С силой рванул он ее за волосы, увидел, как стали огромными глаза, приоткрылась холодная белая полоска зубов. Он тянул ее назад, сгибал, будто лук. Слышал, как кто-то кричит, но не понимал, ее ли это крик, или кричит лес вокруг них. «Что ты делаешь?» Она горячо дышала ему в лицо. Он яростно целовал ее, она все отклонялась назад, изгибаясь, и наконец оба упали на землю.
Теперь она была в его объятиях и билась, большая, будто река, будто живой ствол, будто песня плоти, трепещущая и упругая.
Обезумев, они катались среди сухих листьев. «Пахнет чесноком, мулатка». Что-то в его теле приказывало ему делать так и потом так, и он покорялся. «Чесноком, мулатка». Борьба обрела ритм, единый, ровный, будто биение пульса. «Чесноком». И — оцепенение смерти, гибель в глубинах, где потонул разум.
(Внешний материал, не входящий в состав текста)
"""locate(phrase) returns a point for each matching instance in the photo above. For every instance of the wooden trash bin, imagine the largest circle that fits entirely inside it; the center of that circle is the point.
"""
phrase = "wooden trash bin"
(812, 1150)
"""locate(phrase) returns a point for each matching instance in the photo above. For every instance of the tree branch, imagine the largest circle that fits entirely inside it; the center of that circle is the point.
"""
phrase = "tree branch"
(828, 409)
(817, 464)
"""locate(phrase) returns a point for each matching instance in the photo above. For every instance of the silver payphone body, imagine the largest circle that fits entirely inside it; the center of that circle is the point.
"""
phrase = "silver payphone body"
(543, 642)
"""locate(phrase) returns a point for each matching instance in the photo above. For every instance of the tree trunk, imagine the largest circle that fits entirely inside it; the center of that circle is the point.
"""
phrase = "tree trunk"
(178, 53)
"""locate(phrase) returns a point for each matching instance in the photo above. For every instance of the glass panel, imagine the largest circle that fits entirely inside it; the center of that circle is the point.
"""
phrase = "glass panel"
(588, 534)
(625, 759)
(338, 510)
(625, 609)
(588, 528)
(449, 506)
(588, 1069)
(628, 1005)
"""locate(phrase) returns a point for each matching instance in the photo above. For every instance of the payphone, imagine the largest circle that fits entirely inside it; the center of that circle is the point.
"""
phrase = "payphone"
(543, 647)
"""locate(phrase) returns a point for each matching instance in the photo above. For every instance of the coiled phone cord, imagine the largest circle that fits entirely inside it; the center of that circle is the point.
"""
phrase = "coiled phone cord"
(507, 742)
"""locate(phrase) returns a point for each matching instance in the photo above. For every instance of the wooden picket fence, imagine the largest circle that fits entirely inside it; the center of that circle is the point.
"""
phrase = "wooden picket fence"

Искра блеснула в глазах женщины, как отблеск пламени, тихого, кроткого. Как свет тех десяти свечей, что зажег он перед Святой Девой.
Зачем он здесь? Десять свечей отгорели, обет исполнен, он должен возвращаться на ранчо, там на участке работать некому. Давно бы уж следовало ему шагать по дороге, далеко от здешних мест. Свежий ветер с гор. Он вдохнул жадно. Чистый ветер, без запаха чеснока.
Он взглянул на женщину, распростертую на земле словно труп. В ней, в ней одной — черный морок, погибель, запах чеснока. Нежный закатный свет удлинял стволы.
Он молча поднял свой узел, побрел прочь. И с каждым шагом шел все быстрее, убегал, спасался. Медленный ветер широко тек через лес, заполняя просторы вечера, распахнутого в горы.
Он спешил скорее уйти как можно дальше. Словно выздоровел от тяжкой болезни. И шагал легко, весело. Потом начал насвистывать. Впереди на дороге таяла тьма, тарахтела повозка, раскачивался фонарь.
Ночь в порту
— Эй, Грабиель, еще рому!
Трактирщик, грязный, в шлепанцах, опершись на громоздкую стойку, уставленную огромными бутылями с листьями и фруктами, видневшимися внутри, достал бутылку, разлил ром в четыре маленьких стакана. Четверо матросов в поношенной форме, в бескозырках, надвинутых на глаза, тотчас взялись за стаканы.
— Эй, Грабиель, ты что же так мало наливаешь?
Трактирщик снова взял бутылку, долил стаканы, протянутые дрожащими руками.
— Ну, теперь с тебя хватит, Камигуан?
Невысокий широкоплечий матрос улыбнулся по-детски. — Слушай, Грабиель, что скажу-то.
Трактирщик нагнулся, навалившись на стойку, матрос дышал ему в лицо, обдавая винным перегаром.
— Погляди-ка. Этот вот, кто такой?
Матрос указал на негра в морской форме, худого, с толстыми оттопыренными губами.
— Адмирал Копченый, вот кто.
— Не нарывайся, Камигуан! — возмутился негр.
— Тогда ты, Грабиель, поднеси нам стаканчик, мы с адмиралом выпьем.
Трактирщик нахмурился.
— Вот и видать, что чересчур ты набрался, попрошайничать начал. Катись-ка лучше отсюда. Деньги на бочку.
— Да ладно, друг. Это я так сказал. Верно, адмирал?
Матрос принялся рыться в карманах. Огромные руки с трудом пролезали в узкие отверстия. Достал несколько монет, положил на ладонь, пересчитал пальцем.